Sentenza di Cassazione Penale Sez. 3 Num. 23404 Anno 2024
Penale Sent. Sez. 3 Num. 23404 Anno 2024
Presidente: NOME COGNOME
Relatore: COGNOME NOME
Data Udienza: 14/03/2024
SENTENZA
sul ricorso proposto da
COGNOME NOME, nato a Napoli il DATA_NASCITA
avverso l’ordinanza del 03/10/2023 del Tribunale di Napoli visti gli atti, il provvedimento impugnato e il ricorso; udita la relazione svolta dal consigliere NOME COGNOME; letta la requisitoria del Pubblico Ministero, in persona del AVV_NOTAIO, che ha concluso per l’inammissibilità del ricorso; letta la memoria presentata nell’interesse del ricorrente dall’AVV_NOTAIO, nella quale si insiste per l’accoglimento del ricorso.
RITENUTO IN FATTO
Con ordinanza emessa il 3 ottobre 2023 e depositata il 27 ottobre 2023, il Tribunale di Napoli, pronunciando in materia di misure cautelari reali, ha rigettato la richiesta di riesame presentata nell’interesse di NOME COGNOME avverso il decreto di sequestro preventivo emesso dal G.i.p. del Tribunale di Napoli, a fini di
(
confisca diretta e di confisca per equivalente nei confronti del medesimo nonché delle società “RAGIONE_SOCIALE” e “RAGIONE_SOCIALE“.

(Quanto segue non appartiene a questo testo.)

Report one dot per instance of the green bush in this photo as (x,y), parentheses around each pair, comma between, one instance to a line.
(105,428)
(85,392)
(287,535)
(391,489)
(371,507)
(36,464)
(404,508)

Precisamente, è stato disposto: a) il sequestro a fini di confisca diretta della somma di denaro di 2.736.813,06 euro nei confronti della società “RAGIONE_SOCIALE“, o, in subordine, a fini di confisca pe equivalente, di beni nella personale disponibilità di NOME COGNOME fino a concorrenza di tale importo, per il reato di cui all’art. 2 d.lgs. n. 74 del 2000, con riferimento agli anni dal 2014 al 2019; b) il sequestro a fini di confisca diretta della somma di denaro di 642.695,38 euro nei confronti della società “RAGIONE_SOCIALE“, o, in subordine, a fini di confisca per equivalente, di beni nella personale disponibilità di NOME COGNOME fino a concorrenza di tale importo, per il reato di cui all’art. 2 d.lgs. n. 74 del 2000, con riferimento agli anni dal 2014 al 2019; c) il sequestro a fini di confisca diretta della somma di denaro di 258.281,00 euro nei confronti di NOME COGNOME, o, in subordine, a fini di confisca per equivalente, di beni nella personale disponibilità del medesimo fino a concorrenza di tale importo, per il reato di cui all’art. 11 d.lgs. n. 74 del 2000.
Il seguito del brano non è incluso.